The US Food and Drug Administration has now allowed the trial to continue, and last week Professor High prepared to inject the altered genes into the second patient's liver. "Discovering the AAV vector in the semen appears to be a shedding phenomenon and after a while it should wash out," says Professor High.

This is good news for scientists in the UK, who are watching the experiment closely with a view to setting up a similar trial in Britain. Professor Lee at the Royal Free says she has already made tentative approaches to the UK's regulatory agency, the Gene Therapy Advisory Committee (GTAC). "I do expect trials to come here, but quite when that's going to happen is not entirely clear," Professor Lee says. "My guess is that certainly in the next five years we'll be participating in trials, but I feel a little conservative about the time it will take for it to become mainstream treatment."

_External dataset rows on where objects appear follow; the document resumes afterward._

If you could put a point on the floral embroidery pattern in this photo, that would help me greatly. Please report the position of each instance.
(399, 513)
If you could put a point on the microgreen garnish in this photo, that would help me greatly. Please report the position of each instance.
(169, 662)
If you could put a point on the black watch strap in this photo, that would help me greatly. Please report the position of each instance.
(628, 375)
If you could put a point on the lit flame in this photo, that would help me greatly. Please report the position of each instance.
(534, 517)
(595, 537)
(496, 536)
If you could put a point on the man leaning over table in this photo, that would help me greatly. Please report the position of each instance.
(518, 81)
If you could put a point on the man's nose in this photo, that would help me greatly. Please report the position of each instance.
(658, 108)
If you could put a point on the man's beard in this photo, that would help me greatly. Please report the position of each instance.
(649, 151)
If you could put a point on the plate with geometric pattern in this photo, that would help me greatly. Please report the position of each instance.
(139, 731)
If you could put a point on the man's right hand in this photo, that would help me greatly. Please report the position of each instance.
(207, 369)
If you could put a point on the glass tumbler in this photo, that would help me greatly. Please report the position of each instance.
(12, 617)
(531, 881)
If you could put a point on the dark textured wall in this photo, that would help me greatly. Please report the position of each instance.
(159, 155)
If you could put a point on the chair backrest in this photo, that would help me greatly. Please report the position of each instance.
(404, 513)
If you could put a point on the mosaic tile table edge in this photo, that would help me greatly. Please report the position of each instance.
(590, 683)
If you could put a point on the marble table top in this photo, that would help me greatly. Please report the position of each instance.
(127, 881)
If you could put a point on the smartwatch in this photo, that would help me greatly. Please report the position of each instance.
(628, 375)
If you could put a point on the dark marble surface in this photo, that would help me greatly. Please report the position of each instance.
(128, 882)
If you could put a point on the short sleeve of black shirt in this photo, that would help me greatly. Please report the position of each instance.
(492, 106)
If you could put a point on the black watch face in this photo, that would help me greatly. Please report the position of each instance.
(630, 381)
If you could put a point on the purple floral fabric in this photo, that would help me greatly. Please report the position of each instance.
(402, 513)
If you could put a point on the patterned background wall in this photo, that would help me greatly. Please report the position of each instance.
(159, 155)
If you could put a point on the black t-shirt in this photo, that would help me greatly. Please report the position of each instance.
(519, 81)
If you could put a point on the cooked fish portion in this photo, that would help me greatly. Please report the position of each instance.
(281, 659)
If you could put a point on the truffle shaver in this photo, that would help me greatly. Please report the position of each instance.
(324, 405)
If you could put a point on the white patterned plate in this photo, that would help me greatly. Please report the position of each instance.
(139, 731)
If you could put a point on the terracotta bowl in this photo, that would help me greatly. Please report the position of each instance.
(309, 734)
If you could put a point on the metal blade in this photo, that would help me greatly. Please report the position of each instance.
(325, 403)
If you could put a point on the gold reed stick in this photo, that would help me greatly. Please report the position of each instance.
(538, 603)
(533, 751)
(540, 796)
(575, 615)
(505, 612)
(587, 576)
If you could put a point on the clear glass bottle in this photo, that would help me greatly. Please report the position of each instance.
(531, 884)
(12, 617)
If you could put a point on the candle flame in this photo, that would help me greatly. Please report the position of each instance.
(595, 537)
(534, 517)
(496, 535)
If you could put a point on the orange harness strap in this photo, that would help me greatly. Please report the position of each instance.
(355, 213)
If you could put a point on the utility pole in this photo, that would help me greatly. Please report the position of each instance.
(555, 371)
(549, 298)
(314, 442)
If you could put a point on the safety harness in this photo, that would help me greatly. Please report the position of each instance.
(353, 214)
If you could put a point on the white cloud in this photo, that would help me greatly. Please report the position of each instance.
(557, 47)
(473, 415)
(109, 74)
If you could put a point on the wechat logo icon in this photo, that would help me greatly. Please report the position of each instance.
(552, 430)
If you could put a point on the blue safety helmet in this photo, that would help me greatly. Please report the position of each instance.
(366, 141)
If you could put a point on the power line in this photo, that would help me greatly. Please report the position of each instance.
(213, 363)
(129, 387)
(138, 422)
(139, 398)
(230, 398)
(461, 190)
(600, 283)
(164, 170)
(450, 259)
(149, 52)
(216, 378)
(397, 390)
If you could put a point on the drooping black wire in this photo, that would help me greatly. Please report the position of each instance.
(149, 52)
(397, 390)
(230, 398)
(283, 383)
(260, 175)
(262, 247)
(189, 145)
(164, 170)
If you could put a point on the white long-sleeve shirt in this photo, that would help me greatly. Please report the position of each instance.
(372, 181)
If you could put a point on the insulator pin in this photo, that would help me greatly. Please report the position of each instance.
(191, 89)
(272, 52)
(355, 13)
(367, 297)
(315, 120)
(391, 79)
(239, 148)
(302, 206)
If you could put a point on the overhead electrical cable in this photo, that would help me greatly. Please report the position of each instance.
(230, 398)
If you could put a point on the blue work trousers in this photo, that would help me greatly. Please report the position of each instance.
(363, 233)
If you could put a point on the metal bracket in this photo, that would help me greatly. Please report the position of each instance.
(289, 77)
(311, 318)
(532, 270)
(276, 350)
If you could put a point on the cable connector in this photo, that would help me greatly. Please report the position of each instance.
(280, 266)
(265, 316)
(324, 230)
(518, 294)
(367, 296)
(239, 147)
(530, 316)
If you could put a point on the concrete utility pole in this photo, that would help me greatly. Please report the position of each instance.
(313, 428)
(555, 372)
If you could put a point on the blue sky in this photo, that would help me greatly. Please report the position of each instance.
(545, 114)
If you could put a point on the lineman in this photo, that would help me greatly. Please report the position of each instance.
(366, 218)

There are still many problems to overcome, especiallythe residing fears over germline gene therapy. Professor Norman Nevin, the chairman of GTAC, said that one of the guiding principles on which the committee makes decisions is that there is little or no risk of altering the genes of sperm or eggs. "At the present state of the art I am certain that the GTAC would not consider a project that would carry a high risk of germline transmission," Professor Nevin says.

The American regulatory agency is insisting that Professor High's trial makes regular and detailed analyses to ensure that germline alterations do not occur unwittingly. However, it is not an approach that everyone agrees with. Eric Jüngst, a bioethicist from Case Western Reserve University in Cleveland, Ohio, argues that such an accidental change could be a boon for those in favour of germline gene therapy.

As he says: "If by chance one of these accidents did effect a germ-line cure, it would be an awfully powerful selling point for those who say we should be taking that position from the beginning." If gene therapy is shown to work on patients today, perhaps we can do something similar to cure the patients of tomorrow who have yet to be born.